The second is the sharp, sweaty odor of the beaches of Dungeness Bay, which are strewn with ankle-twisting stones, rotting kelp and pock-marked driftwood.

And from the coast rise other memories that I inhale when the wind is right. There is the stone-fruit headiness that bursts forth when a carpet of coastal sand verbena is crushed under the toe of a blue salt-water sandal. The flirty, green spritzes of common vetch as its ropy stems and delicate purple flowers dry in meadows succumbing to an August sun. The forests of Douglas fir, which pitch out wafts of medicinal, masculine resin, beckoning you into their cool shadows.

-- Although I grew up on the anvil-shaped Olympic Peninsula, under a mountain rainshadow that allows tourist brochures to claim it as the driest Pacific coast community north of Los Angeles, I don't do sea things. I fight a bilious belly if the thirty-minute ferry ride from Edmonds to Kingston rolls a little too much in the winter swells. I've been sailing...twice? I love to swim, but I prefer the tidy confines of the lanes at my local aquatic center to the slimy, cold depths of local bays. My idea of a vacation in hell is a cruise, trapped on a floating city of carbohydrate-laden breakfast buffets and spray-tanned bachelorettes.

But I am as spiritually attached to the open water as I am to writing, to running, to cooking -- activities I can exist without doing or being a part of, but if I am kept from any for too long, my soul begins to shrivel. Living by a bay, a sound, a sea, an ocean is as much an action as it is a state of being. It gives me a sense of forward motion and the perspective of possibility.

How fortunate I am to have lived in Colorado's Western Slope, where in winter the Rocky Mountains unleash oceans of snow by night and the Grand Mesa kicks up the waves of sun by day. And in Appalachian woodlands lush with humidity that rises from the storied waters of the Ohio River. Or in central Illinois, where once a sea of tall grass prairie reached to the horizon; it now pulses green with waves of cornstalks and rows of soybean. And in the arid valleys of central Washington state, whose sub-Alpine hillsides taught me how to hike, whose friendly country towns sheltered me through a bitter adolescence to my soaring university years and ushered me into marriage. These unique and precious regions bade welcome and I called them home for many years. But they are, each is, miles, hours, days from open water. And being close to water -- water that shifts with tides, that is briny with salt and gastropods -- is now a non-negotiable for me.

Oregon's rain seeped into my skin as my first memories formed. Rain is as soothing to me as Big Bird's simple joy and Mister Roger's sky-blue cardigans. But the sea sinewed my heart and nourished my imagination with minerals and bacteria and protein.

I am working now on a series of connected stories that I hope to mold into something greater, someday, when the stories are ready to be pulled into one. The sea is becoming a character in her own right.

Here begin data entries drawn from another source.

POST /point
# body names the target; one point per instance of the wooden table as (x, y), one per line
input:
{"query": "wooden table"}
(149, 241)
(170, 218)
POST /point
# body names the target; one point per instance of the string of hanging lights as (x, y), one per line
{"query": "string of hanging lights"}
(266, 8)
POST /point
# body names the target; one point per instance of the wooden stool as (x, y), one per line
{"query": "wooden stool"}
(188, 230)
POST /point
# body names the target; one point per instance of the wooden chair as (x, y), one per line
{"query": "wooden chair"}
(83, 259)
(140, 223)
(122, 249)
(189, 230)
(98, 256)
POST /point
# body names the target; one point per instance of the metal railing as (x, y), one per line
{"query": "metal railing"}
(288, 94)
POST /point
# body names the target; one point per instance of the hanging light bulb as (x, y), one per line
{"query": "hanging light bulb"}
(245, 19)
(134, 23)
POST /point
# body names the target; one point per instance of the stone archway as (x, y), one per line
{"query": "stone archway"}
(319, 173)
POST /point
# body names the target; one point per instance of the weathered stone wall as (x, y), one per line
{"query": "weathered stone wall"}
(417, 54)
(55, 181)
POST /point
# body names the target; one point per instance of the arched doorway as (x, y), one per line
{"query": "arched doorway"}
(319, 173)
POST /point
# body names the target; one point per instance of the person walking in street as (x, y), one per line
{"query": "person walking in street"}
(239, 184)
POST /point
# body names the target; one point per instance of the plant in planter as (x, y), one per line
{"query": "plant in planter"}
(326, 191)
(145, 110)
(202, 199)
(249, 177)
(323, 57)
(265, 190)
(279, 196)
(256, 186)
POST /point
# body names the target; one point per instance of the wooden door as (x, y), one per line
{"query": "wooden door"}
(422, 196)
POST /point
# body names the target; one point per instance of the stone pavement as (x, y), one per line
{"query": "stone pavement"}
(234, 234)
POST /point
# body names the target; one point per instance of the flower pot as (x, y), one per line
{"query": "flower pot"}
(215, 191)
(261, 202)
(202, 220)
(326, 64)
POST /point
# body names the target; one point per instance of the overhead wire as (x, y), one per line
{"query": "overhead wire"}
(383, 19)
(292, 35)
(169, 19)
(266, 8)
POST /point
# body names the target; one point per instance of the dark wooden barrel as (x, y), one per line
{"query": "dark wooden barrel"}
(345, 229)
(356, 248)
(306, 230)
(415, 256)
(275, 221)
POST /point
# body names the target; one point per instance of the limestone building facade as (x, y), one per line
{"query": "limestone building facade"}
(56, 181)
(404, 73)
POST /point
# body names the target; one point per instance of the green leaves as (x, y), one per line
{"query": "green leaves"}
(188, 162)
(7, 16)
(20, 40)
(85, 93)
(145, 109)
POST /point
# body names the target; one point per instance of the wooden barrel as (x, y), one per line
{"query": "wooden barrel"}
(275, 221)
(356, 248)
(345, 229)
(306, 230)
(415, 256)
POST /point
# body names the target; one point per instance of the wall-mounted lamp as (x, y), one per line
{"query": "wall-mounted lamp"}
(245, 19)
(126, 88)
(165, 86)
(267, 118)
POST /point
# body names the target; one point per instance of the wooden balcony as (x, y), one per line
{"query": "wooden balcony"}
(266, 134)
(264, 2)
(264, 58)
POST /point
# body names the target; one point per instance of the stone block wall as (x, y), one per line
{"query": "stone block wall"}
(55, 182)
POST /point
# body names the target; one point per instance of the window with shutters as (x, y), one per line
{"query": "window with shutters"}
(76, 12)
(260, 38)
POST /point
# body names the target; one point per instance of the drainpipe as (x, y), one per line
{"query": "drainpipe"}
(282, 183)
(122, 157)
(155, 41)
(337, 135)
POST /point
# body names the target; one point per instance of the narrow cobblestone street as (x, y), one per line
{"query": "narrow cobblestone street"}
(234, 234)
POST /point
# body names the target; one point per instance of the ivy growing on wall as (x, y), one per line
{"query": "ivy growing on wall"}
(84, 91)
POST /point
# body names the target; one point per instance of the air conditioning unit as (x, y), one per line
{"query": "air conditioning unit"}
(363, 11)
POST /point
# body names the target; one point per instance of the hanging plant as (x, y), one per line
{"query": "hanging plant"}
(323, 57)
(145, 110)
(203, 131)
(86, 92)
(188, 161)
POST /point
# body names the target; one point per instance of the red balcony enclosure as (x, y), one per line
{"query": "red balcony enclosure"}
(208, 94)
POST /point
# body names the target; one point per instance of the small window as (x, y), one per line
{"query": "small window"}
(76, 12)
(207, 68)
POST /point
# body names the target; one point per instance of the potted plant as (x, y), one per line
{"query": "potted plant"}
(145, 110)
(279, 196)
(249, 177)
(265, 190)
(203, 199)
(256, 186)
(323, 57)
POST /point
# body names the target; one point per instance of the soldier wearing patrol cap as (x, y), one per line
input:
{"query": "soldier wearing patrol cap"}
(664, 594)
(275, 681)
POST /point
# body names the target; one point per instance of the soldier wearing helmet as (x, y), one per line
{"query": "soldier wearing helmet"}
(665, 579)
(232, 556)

My challenge is to turn my back on this character and write her as much a villain as a beloved. Although the sea represents endless possibility, her unforgiving, unfathomable depths make her the epitome of impossible.

*The Sea, The Sea, by Iris Murdoch. One of my favorite descriptions of the sea is the book's opening paragraph:

"The sea which lies before me as I write glows rather than sparkles in the bland May sunshine. With the tide turning, it leans quietly against the land, almost unflecked by ripples or by foam. Near to the horizon it is a luxurious purple, spotted with regular lines of emerald green. At the horizon it is indigo. Near to the shore, where my view is framed by rising heaps of humpy yellow rock, there is a band of lighter green, icy and pure, less radiant, opaque however, not transparent. We are in the north, and the bright sunshine cannot penetrate the sea. Where the gentle water taps the rocks there is still a surface skin of colour. The cloudless sky is very pale at the indigo horizon which it lightly pencils in with silver. Its blue gains towards the zenith and vibrates there. But the sky looks cold, even the sun looks cold."